Группа изобретений относится к области биотехнологии. Представлен способ получения молекулярного комплекса, обладающего активностью GAA (кислой альфа-глюкозидазы), включающий контактирование полипептида с активностью GAA с протеазой из гриба вида Aspergillus oryzae, при этом указанная протеаза расщепляет указанный полипептид в одном или более сайтах между аминокислотой 50 и аминокислотой 74 последовательности указанного полипептида. Представлена выделенная грибковая клетка, включающая нуклеиновую кислоту, кодирующую аминокислотную последовательность указанного полипептида GAA, и нуклеиновую кислоту, кодирующую указанную щелочную протеазу, при этом указанная грибковая клетка продуцирует указанный молекулярный комплекс, обладающий GAA активностью и включающий по меньшей мере два полипептида. Группа изобретений позволяет получать более зрелые формы полипептида GAA, которые обладают увеличенной специфической активностью и улучшенной способностью к снижению уровня гликогена (в сердце, скелетной мышце) по сравнению с предшественником GAA и коммерческой GAA человека. 2 н. и 18 з.п. ф-лы, 14 ил., 5 табл., 14 пр.

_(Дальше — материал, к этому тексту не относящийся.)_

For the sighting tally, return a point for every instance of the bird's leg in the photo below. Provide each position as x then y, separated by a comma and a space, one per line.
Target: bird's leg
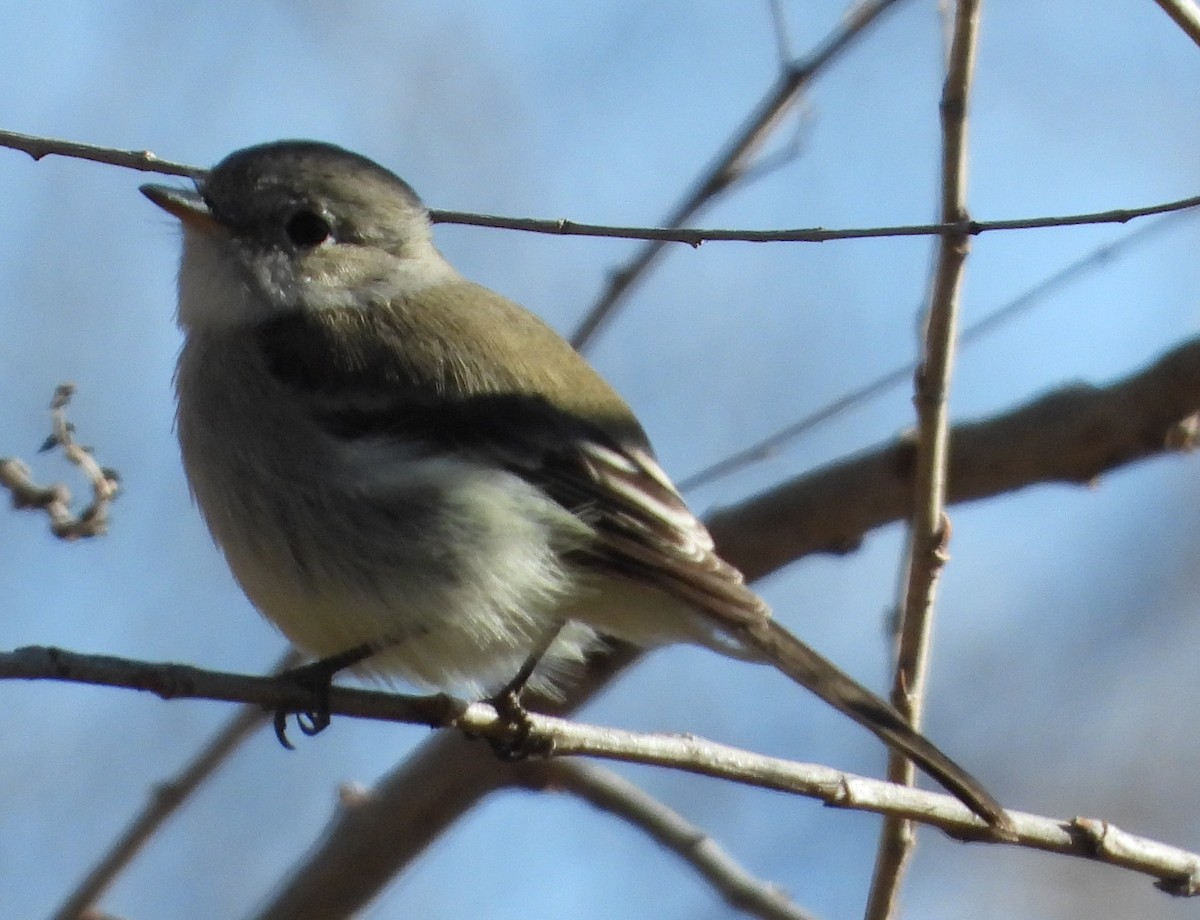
509, 707
316, 678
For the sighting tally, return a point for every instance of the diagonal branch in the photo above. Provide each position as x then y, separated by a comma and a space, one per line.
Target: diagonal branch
1176, 871
166, 799
731, 162
611, 793
1069, 436
1186, 14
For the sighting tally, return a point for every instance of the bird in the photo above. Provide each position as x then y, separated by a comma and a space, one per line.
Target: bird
396, 460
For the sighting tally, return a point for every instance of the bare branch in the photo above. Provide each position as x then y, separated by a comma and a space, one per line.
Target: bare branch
695, 236
166, 799
145, 161
1186, 14
929, 528
1177, 871
772, 443
141, 160
550, 734
609, 792
1069, 436
55, 500
731, 162
1072, 434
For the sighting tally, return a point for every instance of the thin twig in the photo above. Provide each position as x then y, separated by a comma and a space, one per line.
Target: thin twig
730, 163
693, 236
606, 791
147, 161
139, 160
167, 799
1186, 14
55, 500
929, 524
772, 443
1069, 436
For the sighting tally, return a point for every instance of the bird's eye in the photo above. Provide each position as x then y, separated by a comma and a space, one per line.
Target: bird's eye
307, 229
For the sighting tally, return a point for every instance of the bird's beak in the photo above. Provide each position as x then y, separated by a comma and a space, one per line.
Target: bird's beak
184, 204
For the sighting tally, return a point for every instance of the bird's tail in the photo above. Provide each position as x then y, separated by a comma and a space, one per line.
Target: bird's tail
777, 647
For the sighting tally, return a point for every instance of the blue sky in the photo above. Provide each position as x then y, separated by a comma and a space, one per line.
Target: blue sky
1065, 656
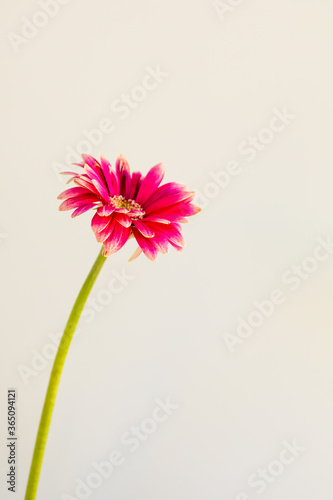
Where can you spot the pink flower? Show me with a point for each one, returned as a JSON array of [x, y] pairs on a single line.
[[130, 205]]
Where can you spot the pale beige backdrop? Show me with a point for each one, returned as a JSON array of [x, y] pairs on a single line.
[[235, 97]]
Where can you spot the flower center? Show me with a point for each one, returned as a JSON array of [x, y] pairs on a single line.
[[131, 205]]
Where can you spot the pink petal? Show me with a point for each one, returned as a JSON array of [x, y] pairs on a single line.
[[156, 218], [69, 173], [98, 223], [146, 245], [136, 254], [124, 176], [105, 233], [106, 169], [116, 240], [135, 184], [165, 190], [150, 183], [83, 209], [71, 193], [97, 181], [123, 219], [77, 202], [87, 184], [144, 229], [184, 196], [169, 231], [90, 160], [105, 210]]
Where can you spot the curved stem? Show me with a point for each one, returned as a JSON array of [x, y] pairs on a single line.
[[58, 364]]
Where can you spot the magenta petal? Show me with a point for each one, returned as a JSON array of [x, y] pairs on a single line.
[[105, 233], [135, 184], [89, 160], [144, 229], [83, 209], [146, 245], [116, 240], [150, 183], [87, 184], [71, 193], [98, 223], [165, 190], [136, 254], [123, 219], [184, 196], [105, 210], [77, 202], [106, 169], [124, 176], [156, 218]]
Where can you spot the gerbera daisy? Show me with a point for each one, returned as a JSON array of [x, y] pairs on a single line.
[[130, 205]]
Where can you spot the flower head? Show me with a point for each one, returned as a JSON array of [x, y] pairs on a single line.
[[130, 205]]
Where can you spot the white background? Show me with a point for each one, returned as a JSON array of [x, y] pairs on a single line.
[[163, 335]]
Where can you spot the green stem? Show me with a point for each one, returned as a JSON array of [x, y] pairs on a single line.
[[58, 364]]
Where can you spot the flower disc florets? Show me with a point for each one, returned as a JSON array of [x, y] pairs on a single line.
[[130, 205]]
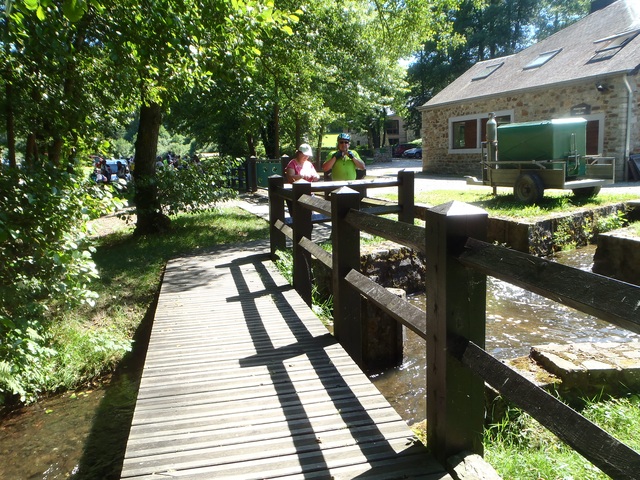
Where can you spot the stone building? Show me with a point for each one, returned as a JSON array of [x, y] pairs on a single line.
[[588, 70]]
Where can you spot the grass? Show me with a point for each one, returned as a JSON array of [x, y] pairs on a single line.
[[504, 205], [91, 341], [520, 448]]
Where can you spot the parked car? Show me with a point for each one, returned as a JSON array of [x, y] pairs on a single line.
[[398, 150], [413, 153]]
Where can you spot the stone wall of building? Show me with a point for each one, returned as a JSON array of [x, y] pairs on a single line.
[[538, 104]]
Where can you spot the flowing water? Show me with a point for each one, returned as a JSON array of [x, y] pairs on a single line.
[[83, 436], [516, 320]]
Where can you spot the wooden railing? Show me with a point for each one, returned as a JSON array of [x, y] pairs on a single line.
[[458, 261]]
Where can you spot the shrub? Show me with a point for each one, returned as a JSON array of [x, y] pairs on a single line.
[[47, 266]]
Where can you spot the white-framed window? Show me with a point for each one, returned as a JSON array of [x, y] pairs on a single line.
[[466, 133], [595, 133]]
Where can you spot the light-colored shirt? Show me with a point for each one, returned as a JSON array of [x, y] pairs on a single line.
[[307, 170]]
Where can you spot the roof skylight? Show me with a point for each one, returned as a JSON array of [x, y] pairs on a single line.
[[486, 71], [608, 47], [542, 59]]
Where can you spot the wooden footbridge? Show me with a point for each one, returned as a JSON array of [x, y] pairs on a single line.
[[242, 381]]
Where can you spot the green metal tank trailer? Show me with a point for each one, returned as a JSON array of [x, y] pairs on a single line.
[[534, 156]]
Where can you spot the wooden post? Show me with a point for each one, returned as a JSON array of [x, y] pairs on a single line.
[[252, 174], [347, 325], [284, 161], [456, 304], [302, 227], [277, 239], [406, 196]]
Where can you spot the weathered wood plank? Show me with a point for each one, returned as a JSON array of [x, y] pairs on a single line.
[[606, 452], [402, 311], [242, 381], [611, 300], [405, 234]]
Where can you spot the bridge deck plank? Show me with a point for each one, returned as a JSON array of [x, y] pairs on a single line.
[[242, 381]]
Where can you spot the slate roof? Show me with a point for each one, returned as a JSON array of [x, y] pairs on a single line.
[[573, 62]]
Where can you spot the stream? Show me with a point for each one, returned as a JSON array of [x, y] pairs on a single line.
[[83, 435]]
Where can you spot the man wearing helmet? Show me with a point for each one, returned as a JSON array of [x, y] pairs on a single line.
[[344, 162]]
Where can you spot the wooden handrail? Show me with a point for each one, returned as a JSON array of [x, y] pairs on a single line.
[[606, 452], [458, 261], [606, 298]]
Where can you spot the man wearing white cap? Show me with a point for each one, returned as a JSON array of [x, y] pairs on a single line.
[[300, 167]]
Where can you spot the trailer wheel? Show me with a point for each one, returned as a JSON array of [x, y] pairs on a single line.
[[586, 192], [528, 188]]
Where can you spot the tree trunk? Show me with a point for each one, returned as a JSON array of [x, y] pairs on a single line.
[[150, 218], [251, 145], [11, 131]]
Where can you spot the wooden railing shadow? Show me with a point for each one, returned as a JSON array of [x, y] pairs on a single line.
[[458, 260]]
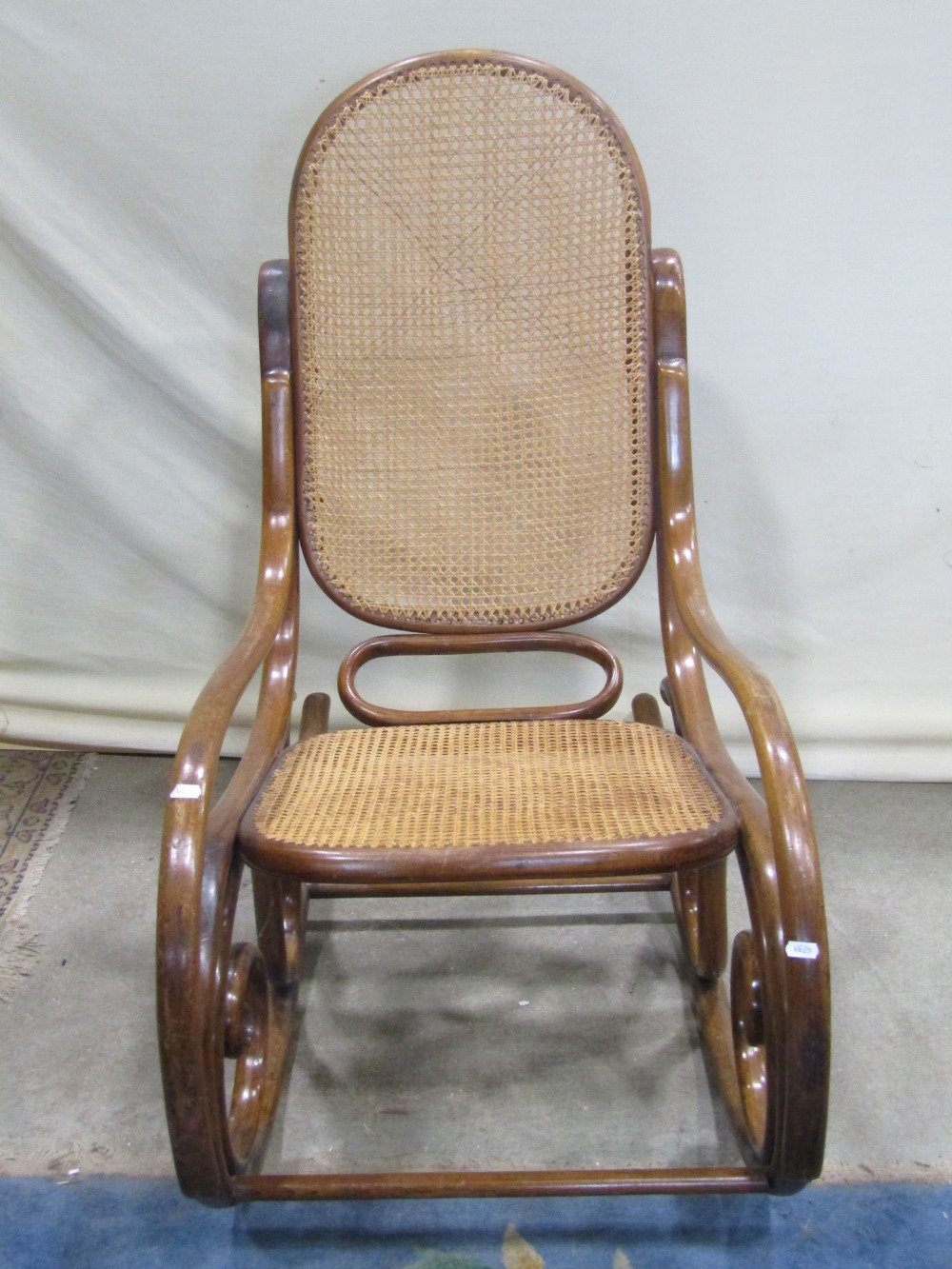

Способ получения 2,4-дигидроксибутирата // 2645260

Группа изобретений относится к области биотехнологии. Предложен способ получения 2,4-дигидроксибутирата (2,4-ДГБ) из гомосерина, включающий два этапа: 1) замещение первичной аминогруппы гомосерина карбонильной группой для получения 2-оксо-4-гидроксибутирата (ОГБ), и 2) восстановление полученного ОГБ до 2,4-ДГБ. Предложен модифицированный микроорганизм для получения 2,4-ДГБ из гомосерина в два этапа, представляющий собой трансформированный организм-хозяин, включающий первый химерный ген, кодирующий полипептид с гомосеринтрансаминазной активностью для замещения первичной аминогруппы гомосерина карбонильной группой для получения ОГБ, и второй химерный ген, кодирующий полипептид с ОГБ-редуктазной активностью для восстановления ОГБ для получения 2,4-ДГБ. Предложен способ получения 2,4-ДГБ путем культивирования указанного микроорганизма. Группа изобретений позволяет осуществлять получение 2,4-ДГБ упрощенным ферментативным способом в две стадии из гомосерина. 3 н. и 16 з.п. ф-лы, 3 ил., 12 табл., 8 пр.